This morning, the Society of Motor Manufacturers and Traders (SMMT) announced UK sales figures for 2017, which showed that not only are overall new car registrations 5.7% down on the year before, but also that registrations of diesel cars were also down by a whopping 17.1%. Surely, that must prove that all the recent negative rhetoric surrounding diesel cars is having a damaging effect on the car industry.
Where has all this negativity come from? Well, partly from misleading press reporting on the subject of diesel ever since the 2015 ‘Dieselgate’ scandal. Responsibility for the remainder could easily be laid at the door of the government and its lack of a clear message in its plans for tackling the issue of air pollution, and for its frankly baffling decision to increase taxes on brand new low-emission diesel cars - rather than older, more polluting ones – as announced in the autumn budget in November. And despite the new legislation, you can’t help thinking it won’t be last time the government has a tax-based dig at diesel drivers.
The reason diesel has been unfairly demonised in this manner stems from one important point: both the press and the government have failed to differentiate between the various types of diesel car, tarring all diesels with the same metaphorical brush. Yes, older diesel cars are bad for our air quality, but the answer is not to persecute or penalise all diesel cars, and certainly not the newest ones (which it’s widely reported are just as clean as the equivalent petrol car) that could contribute to the solution to the air pollution problem. A better approach is the one pioneered by many car manufacturers in recent months (with no help or contribution from the government), in establishing a scrappage scheme that encourages and incentivises drivers of older diesel cars into newer, less polluting ones.
The fact is that for many people, diesel is still the best option out there. Yes, petrol cars are more cost-effective for mid-mileage drivers, while city-dwellers will be better off with a hybrid and low-mileage commuters could benefit hugely from an electric car.
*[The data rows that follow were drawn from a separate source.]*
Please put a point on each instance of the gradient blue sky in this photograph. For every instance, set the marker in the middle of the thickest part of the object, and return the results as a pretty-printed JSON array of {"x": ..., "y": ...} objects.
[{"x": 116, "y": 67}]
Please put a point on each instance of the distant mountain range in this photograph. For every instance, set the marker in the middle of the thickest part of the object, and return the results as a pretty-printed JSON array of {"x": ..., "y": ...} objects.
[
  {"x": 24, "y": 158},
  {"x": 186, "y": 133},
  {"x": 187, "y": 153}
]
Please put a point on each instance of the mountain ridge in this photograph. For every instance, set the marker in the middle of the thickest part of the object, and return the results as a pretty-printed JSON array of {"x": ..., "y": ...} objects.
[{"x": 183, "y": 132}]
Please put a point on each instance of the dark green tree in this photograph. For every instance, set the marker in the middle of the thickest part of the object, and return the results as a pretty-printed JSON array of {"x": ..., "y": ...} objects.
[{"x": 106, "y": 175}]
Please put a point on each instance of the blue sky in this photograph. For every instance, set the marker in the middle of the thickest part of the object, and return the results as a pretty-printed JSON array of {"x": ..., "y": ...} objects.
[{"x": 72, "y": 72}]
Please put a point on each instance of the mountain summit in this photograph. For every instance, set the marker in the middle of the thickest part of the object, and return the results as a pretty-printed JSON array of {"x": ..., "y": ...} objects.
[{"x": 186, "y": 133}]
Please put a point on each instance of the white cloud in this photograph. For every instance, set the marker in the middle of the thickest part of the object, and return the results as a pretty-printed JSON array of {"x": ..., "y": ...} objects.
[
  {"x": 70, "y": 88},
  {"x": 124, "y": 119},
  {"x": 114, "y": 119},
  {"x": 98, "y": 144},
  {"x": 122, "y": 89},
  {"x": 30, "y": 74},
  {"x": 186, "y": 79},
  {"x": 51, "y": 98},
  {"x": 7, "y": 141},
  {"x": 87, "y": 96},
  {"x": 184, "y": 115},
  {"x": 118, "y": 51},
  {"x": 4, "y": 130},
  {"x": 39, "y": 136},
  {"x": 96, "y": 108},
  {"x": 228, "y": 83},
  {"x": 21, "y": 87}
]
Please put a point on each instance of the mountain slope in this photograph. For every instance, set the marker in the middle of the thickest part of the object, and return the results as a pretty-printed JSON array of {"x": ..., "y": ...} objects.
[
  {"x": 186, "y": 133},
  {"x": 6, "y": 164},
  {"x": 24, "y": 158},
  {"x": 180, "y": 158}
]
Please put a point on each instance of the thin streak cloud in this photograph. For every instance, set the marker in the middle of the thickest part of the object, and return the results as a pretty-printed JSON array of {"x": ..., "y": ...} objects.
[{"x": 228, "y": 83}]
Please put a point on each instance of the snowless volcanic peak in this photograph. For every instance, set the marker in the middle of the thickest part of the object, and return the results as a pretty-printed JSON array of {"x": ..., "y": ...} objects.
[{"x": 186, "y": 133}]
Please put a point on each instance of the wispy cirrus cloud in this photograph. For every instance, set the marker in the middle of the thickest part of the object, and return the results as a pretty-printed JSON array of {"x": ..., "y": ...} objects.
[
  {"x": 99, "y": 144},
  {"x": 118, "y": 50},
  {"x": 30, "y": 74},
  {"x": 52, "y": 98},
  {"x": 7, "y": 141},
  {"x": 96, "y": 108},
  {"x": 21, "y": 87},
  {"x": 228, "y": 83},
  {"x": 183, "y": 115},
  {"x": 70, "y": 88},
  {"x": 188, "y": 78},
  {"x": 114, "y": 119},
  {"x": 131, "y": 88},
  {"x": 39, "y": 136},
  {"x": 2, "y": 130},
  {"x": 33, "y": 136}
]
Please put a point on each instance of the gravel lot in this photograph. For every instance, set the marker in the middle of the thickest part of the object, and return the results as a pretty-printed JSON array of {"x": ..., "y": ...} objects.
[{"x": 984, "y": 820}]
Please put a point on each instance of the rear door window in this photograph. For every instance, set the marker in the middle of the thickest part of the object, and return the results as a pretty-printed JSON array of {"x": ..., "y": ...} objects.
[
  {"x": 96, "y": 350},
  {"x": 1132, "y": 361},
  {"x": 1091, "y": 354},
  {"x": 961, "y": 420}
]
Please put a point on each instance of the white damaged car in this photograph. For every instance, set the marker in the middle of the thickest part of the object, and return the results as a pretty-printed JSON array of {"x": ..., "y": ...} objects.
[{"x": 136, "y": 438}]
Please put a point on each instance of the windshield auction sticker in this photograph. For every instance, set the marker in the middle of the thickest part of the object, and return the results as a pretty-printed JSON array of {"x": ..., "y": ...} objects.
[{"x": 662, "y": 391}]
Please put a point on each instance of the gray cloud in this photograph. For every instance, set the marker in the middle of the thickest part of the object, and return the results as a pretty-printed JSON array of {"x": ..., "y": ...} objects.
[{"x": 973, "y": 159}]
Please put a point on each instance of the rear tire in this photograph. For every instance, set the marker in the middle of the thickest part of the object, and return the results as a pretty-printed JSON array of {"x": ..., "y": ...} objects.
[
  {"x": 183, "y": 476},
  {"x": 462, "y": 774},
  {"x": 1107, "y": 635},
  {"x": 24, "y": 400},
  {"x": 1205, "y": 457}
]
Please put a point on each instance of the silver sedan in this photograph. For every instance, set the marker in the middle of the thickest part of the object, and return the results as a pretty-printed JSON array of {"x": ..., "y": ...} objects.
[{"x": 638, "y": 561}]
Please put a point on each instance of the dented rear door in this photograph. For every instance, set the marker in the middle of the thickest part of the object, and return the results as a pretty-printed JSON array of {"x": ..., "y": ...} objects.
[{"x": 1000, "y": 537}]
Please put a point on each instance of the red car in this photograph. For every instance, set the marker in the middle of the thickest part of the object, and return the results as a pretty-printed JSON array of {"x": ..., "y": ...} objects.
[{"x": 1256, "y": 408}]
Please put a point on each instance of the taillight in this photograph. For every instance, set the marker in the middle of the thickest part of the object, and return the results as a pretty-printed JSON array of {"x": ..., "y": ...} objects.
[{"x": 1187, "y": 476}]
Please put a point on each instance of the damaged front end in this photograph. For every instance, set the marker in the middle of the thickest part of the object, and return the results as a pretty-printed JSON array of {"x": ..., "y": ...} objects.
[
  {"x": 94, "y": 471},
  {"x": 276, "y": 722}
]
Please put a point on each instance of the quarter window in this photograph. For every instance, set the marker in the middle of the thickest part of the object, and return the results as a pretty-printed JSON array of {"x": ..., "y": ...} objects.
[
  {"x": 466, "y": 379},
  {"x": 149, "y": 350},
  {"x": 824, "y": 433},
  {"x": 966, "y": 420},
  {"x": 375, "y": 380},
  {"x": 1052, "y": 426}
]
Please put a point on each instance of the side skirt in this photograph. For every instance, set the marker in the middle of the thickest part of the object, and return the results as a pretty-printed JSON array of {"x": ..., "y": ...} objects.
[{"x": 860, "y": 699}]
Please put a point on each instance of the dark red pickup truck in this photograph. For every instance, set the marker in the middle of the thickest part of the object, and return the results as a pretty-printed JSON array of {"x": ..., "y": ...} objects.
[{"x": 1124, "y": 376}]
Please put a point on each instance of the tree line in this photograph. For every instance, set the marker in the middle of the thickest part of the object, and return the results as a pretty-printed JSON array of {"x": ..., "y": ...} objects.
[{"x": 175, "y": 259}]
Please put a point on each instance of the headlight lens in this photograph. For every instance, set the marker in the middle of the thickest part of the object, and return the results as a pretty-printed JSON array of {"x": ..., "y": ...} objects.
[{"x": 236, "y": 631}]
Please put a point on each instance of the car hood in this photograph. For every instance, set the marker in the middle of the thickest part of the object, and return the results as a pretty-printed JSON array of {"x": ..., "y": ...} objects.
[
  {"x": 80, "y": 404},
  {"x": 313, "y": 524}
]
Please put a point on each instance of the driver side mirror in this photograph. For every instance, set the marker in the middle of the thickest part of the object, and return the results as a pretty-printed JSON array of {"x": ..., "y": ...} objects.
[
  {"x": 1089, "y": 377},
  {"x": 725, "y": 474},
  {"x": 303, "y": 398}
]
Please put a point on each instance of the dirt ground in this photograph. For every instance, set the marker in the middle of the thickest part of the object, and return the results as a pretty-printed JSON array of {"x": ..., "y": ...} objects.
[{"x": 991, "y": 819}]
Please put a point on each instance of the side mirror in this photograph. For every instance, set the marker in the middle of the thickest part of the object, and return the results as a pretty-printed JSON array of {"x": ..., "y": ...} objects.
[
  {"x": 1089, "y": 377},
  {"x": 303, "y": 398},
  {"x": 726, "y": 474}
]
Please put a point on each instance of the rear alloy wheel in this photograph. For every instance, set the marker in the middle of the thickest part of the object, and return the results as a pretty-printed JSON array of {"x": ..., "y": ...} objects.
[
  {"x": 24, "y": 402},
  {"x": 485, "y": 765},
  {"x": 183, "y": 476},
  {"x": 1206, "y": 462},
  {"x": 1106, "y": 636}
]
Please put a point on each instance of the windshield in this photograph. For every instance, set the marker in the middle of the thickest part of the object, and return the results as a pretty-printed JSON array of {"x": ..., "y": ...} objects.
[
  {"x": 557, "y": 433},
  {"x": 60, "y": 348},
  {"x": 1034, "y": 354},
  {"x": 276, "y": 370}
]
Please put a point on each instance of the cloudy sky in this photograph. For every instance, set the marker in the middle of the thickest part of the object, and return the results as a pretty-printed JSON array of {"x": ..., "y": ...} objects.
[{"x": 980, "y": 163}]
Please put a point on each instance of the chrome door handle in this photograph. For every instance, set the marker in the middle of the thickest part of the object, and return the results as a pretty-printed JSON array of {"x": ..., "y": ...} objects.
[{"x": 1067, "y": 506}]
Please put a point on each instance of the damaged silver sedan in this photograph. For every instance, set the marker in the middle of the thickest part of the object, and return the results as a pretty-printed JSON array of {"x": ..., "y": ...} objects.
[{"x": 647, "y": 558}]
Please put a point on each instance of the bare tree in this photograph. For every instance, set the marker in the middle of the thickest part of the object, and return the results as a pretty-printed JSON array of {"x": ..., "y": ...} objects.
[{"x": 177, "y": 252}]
However, if you’re a high-mileage driver that spends much of your time pounding along motorways, a diesel is still by far and away your best bet.
The problem is that while the government continues to administer policy on what appears to be a distorted view of the facts, consumers will be discouraged away from the diesel cars that may suit them best for fear of tax penalties later on down the line, and the knock-on financial consequences which may also result.